The Reign of Venice
By NIGEL CLIFF
Published: January 27, 2012
Medieval travelers were overwhelmed by Venice’s affluence — the sacks of spices! the bales of brocades! — and driven to distraction by its seeming paradoxes. The city was surrounded by sand and mud, yet its markets dazzled with variety. Since there was no land to speak of, it had no feudal system, yet its councils handed down orders like holy writ. Its people reveled in their republican freedom, yet bowed undemurringly to the collective good. Even the physical city defied logic: a wooden settlement perched on piles in a swampy lagoon had turned into the densest urban area in Europe, its brick bell towers jostling for airspace, its stone palaces squatting on reclaimed land.
CITY OF FORTUNE
How Venice Ruled the Seas
By Roger Crowley
Illustrated. 464 pp. Random House. $32.
Related
Travel Guide: Venice
How, the rubberneckers wondered, to make sense of it all? The answer, as Roger Crowley persuasively recounts in “City of Fortune,” lay in the Venetians’ remorseless determination to build and enforce a monopoly over their maritime trade routes, at any cost.
The cost to Venice, in lives lost and reputations ruined, was high. The republic fought hard for its ascendancy, not least during an intermittent 150-year war with Genoa, its rival in ambition and seamanship across the Italian peninsula. Galley oarsmen, confined and sometimes chained to their benches, died of frostbite during winter skirmishes of cat-and-mouse with enemy fleets. Defeated commanders were slung in jail, exiled or beheaded in St. Mark’s Square. Venetian justice, if brutal, was at least consistent.
Those who stood in the way of Venice’s pursuit of profit paid a greater price. In 1201, the republic contracted to ferry 33,000 crusaders to Jerusalem, which Saladin had retaken for Islam 14 years earlier. When just 12,000 showed up and Venice’s merchants faced imminent ruin, they diverted the army to Constantinople, the Christian capital of the Byzantine Empire. The desperate scenes that followed — half the city in flames, nuns raped in their convents, a prostitute cavorting on the patriarch’s throne — were the low point of the entire Crusades.

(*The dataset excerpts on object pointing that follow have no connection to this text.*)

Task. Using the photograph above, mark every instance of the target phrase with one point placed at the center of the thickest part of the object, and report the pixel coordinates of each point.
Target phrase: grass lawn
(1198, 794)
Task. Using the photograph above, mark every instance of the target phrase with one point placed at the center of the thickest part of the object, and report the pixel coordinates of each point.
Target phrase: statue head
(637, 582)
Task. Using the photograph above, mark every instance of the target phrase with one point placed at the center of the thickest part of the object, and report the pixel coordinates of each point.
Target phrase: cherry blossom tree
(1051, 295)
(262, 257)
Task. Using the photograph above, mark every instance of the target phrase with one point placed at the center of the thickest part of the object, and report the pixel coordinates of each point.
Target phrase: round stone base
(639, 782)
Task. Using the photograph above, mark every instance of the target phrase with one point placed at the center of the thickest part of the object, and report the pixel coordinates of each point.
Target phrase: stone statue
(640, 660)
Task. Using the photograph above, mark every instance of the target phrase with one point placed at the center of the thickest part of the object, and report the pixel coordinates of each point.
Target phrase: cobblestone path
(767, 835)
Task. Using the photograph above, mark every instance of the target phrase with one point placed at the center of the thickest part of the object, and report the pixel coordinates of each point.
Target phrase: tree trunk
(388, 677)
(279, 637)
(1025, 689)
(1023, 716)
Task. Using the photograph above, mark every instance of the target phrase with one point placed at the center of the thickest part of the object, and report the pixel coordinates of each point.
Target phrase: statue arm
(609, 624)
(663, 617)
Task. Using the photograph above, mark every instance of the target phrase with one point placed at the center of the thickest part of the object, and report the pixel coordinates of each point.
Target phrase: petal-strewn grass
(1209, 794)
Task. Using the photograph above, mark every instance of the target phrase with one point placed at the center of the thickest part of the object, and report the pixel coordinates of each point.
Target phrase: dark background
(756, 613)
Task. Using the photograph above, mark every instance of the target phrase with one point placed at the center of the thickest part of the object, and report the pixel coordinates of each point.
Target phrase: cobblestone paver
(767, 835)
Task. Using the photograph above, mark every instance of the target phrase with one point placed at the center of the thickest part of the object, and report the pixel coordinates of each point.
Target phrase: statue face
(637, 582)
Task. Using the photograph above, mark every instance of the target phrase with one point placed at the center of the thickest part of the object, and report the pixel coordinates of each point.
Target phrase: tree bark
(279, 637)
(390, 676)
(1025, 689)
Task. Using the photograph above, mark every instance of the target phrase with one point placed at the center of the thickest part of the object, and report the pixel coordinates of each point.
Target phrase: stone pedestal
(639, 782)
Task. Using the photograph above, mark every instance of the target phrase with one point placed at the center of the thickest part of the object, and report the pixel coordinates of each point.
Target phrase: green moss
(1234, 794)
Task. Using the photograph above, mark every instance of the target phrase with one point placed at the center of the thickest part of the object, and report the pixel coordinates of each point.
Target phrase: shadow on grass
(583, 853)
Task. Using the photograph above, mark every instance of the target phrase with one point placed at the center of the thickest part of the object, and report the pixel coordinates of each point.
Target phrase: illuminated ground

Venetians were always fair-weather Christians; successive popes excommunicated the city en masse. It was naturally drawn to the East, where Arab traders provided the luxury goods on which its prosperity rested. The humbling of Constantinople would open the doors to the Ottomans, who would humble Venice in turn until Vasco da Gama’s discovery of an oceangoing route to India left both powers becalmed in the same boat. In the interim, Venice commandeered the Byzantines’ best sea bases, built a maritime empire around them and fought, intrigued and bullied its way to dominance of the eastern Mediterranean.
Crowley, the British author of two previous books about epic conflicts between Muslims and Christians, has a fine eye for a set piece. He writes with a racy briskness that lifts sea battles and sieges off the page, so much so that at times his sentences seem in danger of bursting their seams. In between, despite occasional slips — a misplaced sultan, a reference to Columbus’s impact on world events before the fact — he gives judicious, detailed accounts of Venice’s legal system and colonial policies, pepped up with grisly tales of enemies hacked, impaled or roasted alive.
The grand story is enlivened by a wealth of well-chosen quotations and by Crowley’s evident ambivalence toward his subjects. He admires the corporate spirit that led women, servants and priests to become small-time traders, but he cannot quite bring himself to see merchants as heroes. Venice, he writes, was a “joint-stock company” run by unromantic opportunists for a “frighteningly consistent” purpose: the ruthless pursuit of material gain. He is happier returning to the sea, its heroes and privations, and a scrappy, tight-knit “republic of wood, iron, rope, sails, rudders and oars.”